A Quinta dos Torreões tem 130 hectares e João faz questão de manter o cultivo de milho convencional em três deles: «Quero constatar as diferenças entre uma variedade e outra, ver se se mantêm ao longo dos anos. É uma maneira de monitorizar os resultados.» Tal como José Maria Rasquilha e Maria Gabriela Cruz, este produtor também anseia pela aprovação de outras variedades de milho transgénico para Portugal. E sem medos. «Eu confio na tecnologia, confio na ciência», diz João. «O que produzimos é só para animais, mas costumo levar maçarocas de milho transgénico para casa, asso-as, como-as e dou-as também aos meus filhos. Nós, agricultores, devíamos era estar a produzir mais, porque só conseguimos satisfazer um terço das nossas necessidades de consumo.»
A favor
É consensual que as variedades transgénicas permitem mais ganhos de produtividade.

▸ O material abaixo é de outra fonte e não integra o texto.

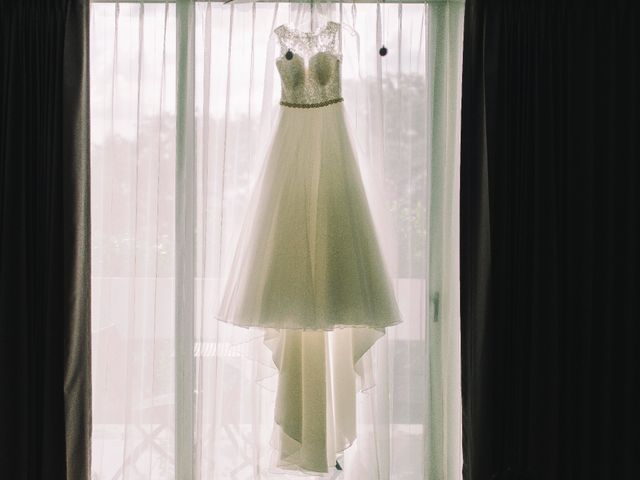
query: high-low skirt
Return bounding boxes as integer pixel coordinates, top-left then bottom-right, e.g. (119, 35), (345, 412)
(216, 103), (401, 472)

O que continua a gerar polémica é a segurança alimentar e ambiental. Para Pedro Fevereiro, investigador em biologia vegetal e presidente do CIB, Centro de Informação de Biotecnologia, os receios são infundados: «Não existe qualquer dado de saúde pública que mostre alguma afecção causada pela ingestão de alimentos contendo produtos provenientes de variedades transgénicas aprovadas para consumo.» Em alguns casos, «as variedades transgénicas são até mais saudáveis, porque apresentam níveis inferiores de micotoxinas (toxinas de origem fúngica, resultantes das infestações de fungos patogénicos após ataques de insectos)». Também para o ambiente, reforça o cientista, não estão provados riscos superiores a outras práticas agrícolas. A contaminação ou poluição ambiental de que falam as associações ambientalistas diz respeito «à possível produção de híbridos entre variedades convencionais (ou tradicionais) de uma determinada espécie e variedades dessa mesma espécie geneticamente modificadas. Em casos muito particulares, é ainda possível o cruzamento das variedades transgénicas com espécies selvagens afins. É verdade que os híbridos, se libertos na natureza, poderão dar origem a descendências que conterão no DNA os novos genes existentes nas variedades transgénicas, mas isso não parece, até ao momento, ter efeitos negativos na biodiversidade».
Do contra
Embora as associações ambientalistas sejam contra o cultivo de sementes transgénicas, o Grupo de Acção e Intervenção Ambiental (GAIA) foi o único que apoiou a destruição de um campo de milho transgénico, em 2007, pelo Movimento Verde Eufémia. O GAIA defende a proibição do cultivo de transgénicos à escala global, lutando pela «inversão do rumo da agricultura, sobretudo na Europa, onde os modos de produção intensivos se sobrepõem cada vez mais à agricultura tradicional e de pequena escala». Diz o dirigente deste grupo, Gualter Barbas Baptista, que «as variedades geneticamente modificadas representam uma ameaça para a saúde pública e para o ambiente», que, garante, «tem vindo a ser demonstrada por um conjunto crescente de literatura científica». E quanto aos benefícios para os agricultores, Gualter Baptista contraria o que os próprios testemunham: «Não há efeitos positivos para o sector agrícola e para a sociedade em geral, uma vez que não têm trazido aumentos reais de produtividade, além de que tendem a acentuar a concentração da produção e direitos sobre as sementes.»